Bilateral ties have been steadily expanding since diplomatic relations were established in 1995. Trade has risen to more than $3 billion annually with the passage of a landmark agreement in 2001, and Vietnam recently said the United States now ranks as its top importer.

However, the two countries have been less enthusiastic in military-to-military talks. The only issue in that area to see progress was the joint search for Americans listed as missing in action during the war.

The frigate's arrival was symbolic of both nations' efforts to move into a new era of cooperation.

"I think this is a very good sign to promote and develop bilateral relations between Vietnam and the U.S., particularly between the two navies," said Navy Lt. Col. Nguyen Quang Bieu, who was among the welcoming delegation on the dock.

Many Vietnamese say the port call is welcome, demonstrating that old wounds have finally healed in the conflict that killed 58,000 Americans and three million Vietnamese.
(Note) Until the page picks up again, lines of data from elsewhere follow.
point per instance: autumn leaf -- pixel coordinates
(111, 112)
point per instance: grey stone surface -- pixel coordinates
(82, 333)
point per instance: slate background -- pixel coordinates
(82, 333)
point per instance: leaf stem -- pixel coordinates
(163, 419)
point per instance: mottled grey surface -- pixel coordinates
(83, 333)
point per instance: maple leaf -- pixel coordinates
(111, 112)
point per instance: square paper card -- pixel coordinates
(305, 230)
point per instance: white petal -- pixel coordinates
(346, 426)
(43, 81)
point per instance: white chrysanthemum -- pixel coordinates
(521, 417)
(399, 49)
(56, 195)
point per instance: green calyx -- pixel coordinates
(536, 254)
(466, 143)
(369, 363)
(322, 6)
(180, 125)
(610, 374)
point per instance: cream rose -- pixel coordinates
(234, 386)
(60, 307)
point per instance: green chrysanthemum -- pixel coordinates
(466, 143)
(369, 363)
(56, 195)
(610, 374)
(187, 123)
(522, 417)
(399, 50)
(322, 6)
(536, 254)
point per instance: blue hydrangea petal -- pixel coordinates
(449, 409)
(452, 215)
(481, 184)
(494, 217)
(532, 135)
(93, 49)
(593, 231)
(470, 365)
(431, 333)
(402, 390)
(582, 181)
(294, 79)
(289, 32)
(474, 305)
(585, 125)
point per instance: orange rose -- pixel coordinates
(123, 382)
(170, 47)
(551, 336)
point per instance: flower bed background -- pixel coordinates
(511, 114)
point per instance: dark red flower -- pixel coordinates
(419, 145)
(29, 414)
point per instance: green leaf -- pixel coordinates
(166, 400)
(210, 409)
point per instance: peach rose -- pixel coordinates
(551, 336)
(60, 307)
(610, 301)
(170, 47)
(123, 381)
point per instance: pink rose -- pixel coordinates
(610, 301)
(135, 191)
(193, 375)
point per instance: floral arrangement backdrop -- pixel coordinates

"Since Vietnam is now at peace, it's normal for an American Navy ship to be in Vietnam," said Dang Van Hai, 49, a former South Vietnamese soldier who now drives a motorbike taxi.

"I've seen many American veterans who came back. Most of (today's sailors) were not involved in the war and they're visiting many countries and Vietnam is one of their destinations, so I think it's good for them to come back here," he said.

The frigate, part of the U.S. Navy's Seventh Fleet, came from Yokosuka, Japan. The 4,100-ton guided-missile ship carries about 200 crew members.

Visits were scheduled to the Vietnamese Navy Command and Military Zone 7. Also planned was a ceremony in front of City Hall, before a monument honoring Vietnamese Communist leader Ho Chi Minh.

American soldiers once were a constant presence on the streets of Saigon during the height of the war, but U.S. forces pulled out in 1973 after the Paris Peace Agreement was reached. Two years later came the fall of Saigon, the capital of U.S.-backed South Vietnam, to Communist forces. It was renamed Ho Chi Minh City.

On Wednesday, U.S. sailors had permission to go ashore until midnight, after which they were required to either return to the ship, or go to hotels in town.

"I think they will behave themselves," said John Smallman, special agent for US Naval Criminal Investigative Service. At the same time, "we don't want them to be so careful that nobody has any fun."